The National Association of Municipal Advisors is waiting on additional data.

“This is the first set of data, from a very limited time frame,” said Susan Gaffney, NAMA executive director. “Therefore, it will be important to monitor the information that the SEC collects as additional transactions are reported.”

An independent MA said he has a couple of deals using the temporary conditional exemption (TCE) which have not closed yet, and so therefore were not yet reported to the SEC.

“In those cases, the client wanted to use a local bank,” the independent MA said. “Without the TCE, our hands may have been unnecessarily tied. Or, the client may have been burdened with the extra expense of paying a ‘placement agent’ for providing no additional benefit to the local bank.”

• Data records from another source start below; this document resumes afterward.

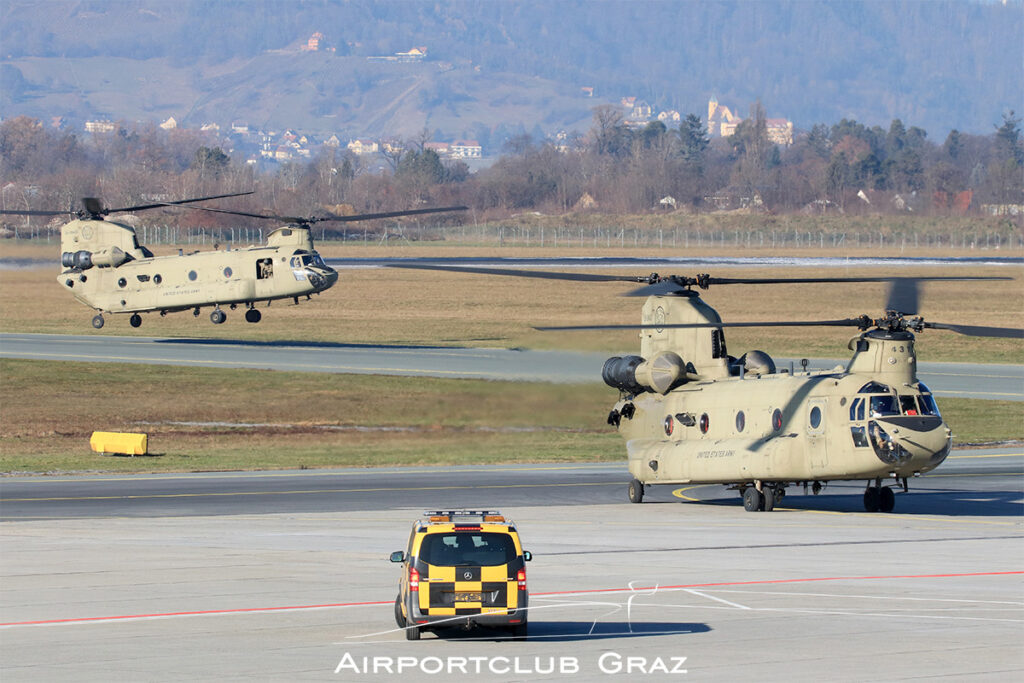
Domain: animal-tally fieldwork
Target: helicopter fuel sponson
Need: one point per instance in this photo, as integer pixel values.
(692, 414)
(107, 269)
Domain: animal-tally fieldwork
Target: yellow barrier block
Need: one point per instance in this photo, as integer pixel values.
(129, 444)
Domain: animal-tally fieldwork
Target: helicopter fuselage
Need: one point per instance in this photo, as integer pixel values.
(107, 269)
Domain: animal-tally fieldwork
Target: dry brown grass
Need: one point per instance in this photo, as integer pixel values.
(402, 306)
(201, 419)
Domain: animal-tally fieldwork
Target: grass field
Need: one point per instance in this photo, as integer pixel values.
(201, 419)
(212, 420)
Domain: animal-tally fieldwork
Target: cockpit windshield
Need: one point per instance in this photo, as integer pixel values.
(303, 260)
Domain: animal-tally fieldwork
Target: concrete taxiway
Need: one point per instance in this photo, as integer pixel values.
(1005, 382)
(158, 580)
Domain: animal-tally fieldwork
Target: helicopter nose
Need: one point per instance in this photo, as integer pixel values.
(322, 279)
(911, 442)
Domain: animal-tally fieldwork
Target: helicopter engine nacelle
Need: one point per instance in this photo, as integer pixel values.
(634, 375)
(83, 260)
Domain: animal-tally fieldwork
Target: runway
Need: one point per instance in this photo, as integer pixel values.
(284, 575)
(1005, 382)
(147, 496)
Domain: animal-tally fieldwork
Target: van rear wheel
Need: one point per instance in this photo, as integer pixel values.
(399, 619)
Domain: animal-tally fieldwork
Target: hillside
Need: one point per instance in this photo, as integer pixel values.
(498, 67)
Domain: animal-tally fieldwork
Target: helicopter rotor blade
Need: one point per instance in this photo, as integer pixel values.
(14, 212)
(542, 274)
(844, 323)
(157, 205)
(978, 331)
(300, 220)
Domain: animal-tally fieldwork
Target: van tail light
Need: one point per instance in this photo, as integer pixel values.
(414, 580)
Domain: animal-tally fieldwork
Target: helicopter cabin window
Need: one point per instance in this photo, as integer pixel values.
(908, 404)
(875, 387)
(859, 437)
(883, 406)
(857, 411)
(928, 406)
(815, 417)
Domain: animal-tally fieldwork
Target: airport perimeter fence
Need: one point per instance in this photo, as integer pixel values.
(578, 238)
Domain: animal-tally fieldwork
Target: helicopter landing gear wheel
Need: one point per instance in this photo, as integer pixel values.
(871, 499)
(887, 499)
(636, 491)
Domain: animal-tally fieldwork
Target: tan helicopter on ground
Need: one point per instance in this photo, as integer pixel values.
(691, 414)
(107, 268)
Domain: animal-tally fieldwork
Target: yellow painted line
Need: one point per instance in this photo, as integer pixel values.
(229, 364)
(304, 492)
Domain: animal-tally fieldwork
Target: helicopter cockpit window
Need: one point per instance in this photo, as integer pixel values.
(927, 401)
(883, 406)
(718, 344)
(875, 387)
(908, 404)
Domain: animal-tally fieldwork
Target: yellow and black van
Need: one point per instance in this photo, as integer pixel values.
(462, 568)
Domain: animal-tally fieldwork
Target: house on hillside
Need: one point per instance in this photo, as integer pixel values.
(721, 121)
(360, 147)
(440, 148)
(466, 150)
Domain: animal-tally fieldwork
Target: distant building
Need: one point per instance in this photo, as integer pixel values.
(779, 131)
(313, 44)
(360, 147)
(467, 150)
(440, 148)
(721, 121)
(99, 126)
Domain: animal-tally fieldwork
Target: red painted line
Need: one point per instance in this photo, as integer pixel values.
(243, 610)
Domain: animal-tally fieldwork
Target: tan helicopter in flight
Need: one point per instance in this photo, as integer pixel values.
(105, 268)
(691, 414)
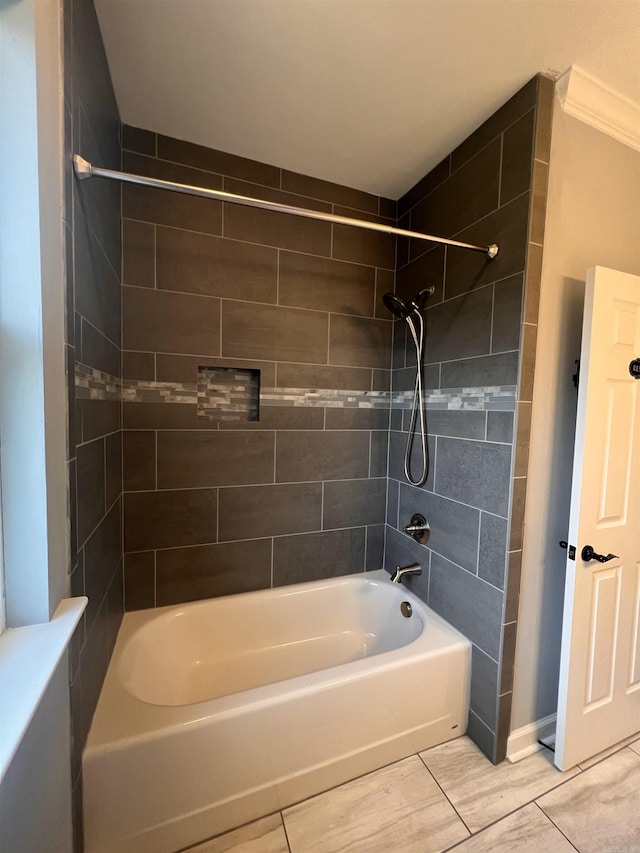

The independent MA said he was not concerned about filing with the SEC. He expects more reporting later on.

Broker-dealers were largely disappointed when the temporary exemption was announced, saying that the SEC should not permit MAs to act as placement agents without registering as broker-dealers. Last month, the Securities Industry and Financial Markets Association brought a lawsuit against the SEC, arguing that the move was not subject to a proper regulatory procedure and creates an "uneven playing field" benefiting non-dealer MAs at the expense of dealer firms.

The amount of issuance in the first report, highlights that the temporary exemption was not needed, said Michael Decker, senior vice president of policy and research at the Bond Dealers of America.

“The market is functioning quite well,” Decker said. “Unless the market deteriorates in the future, issuers will continue to get more execution on new issues and don’t really need any change in rules to help them in that regard.”

Decker is hopeful that the SEC won’t extend the temporary exemption past the end of the year.

“I’m glad that it has not been widely used and that issuers are getting good primary market execution through the traditional issuance mechanisms and hopefully the fact that it hasn’t been widely used will discourage the SEC from extending the exemption beyond the Dec. 30 deadline,” Decker said.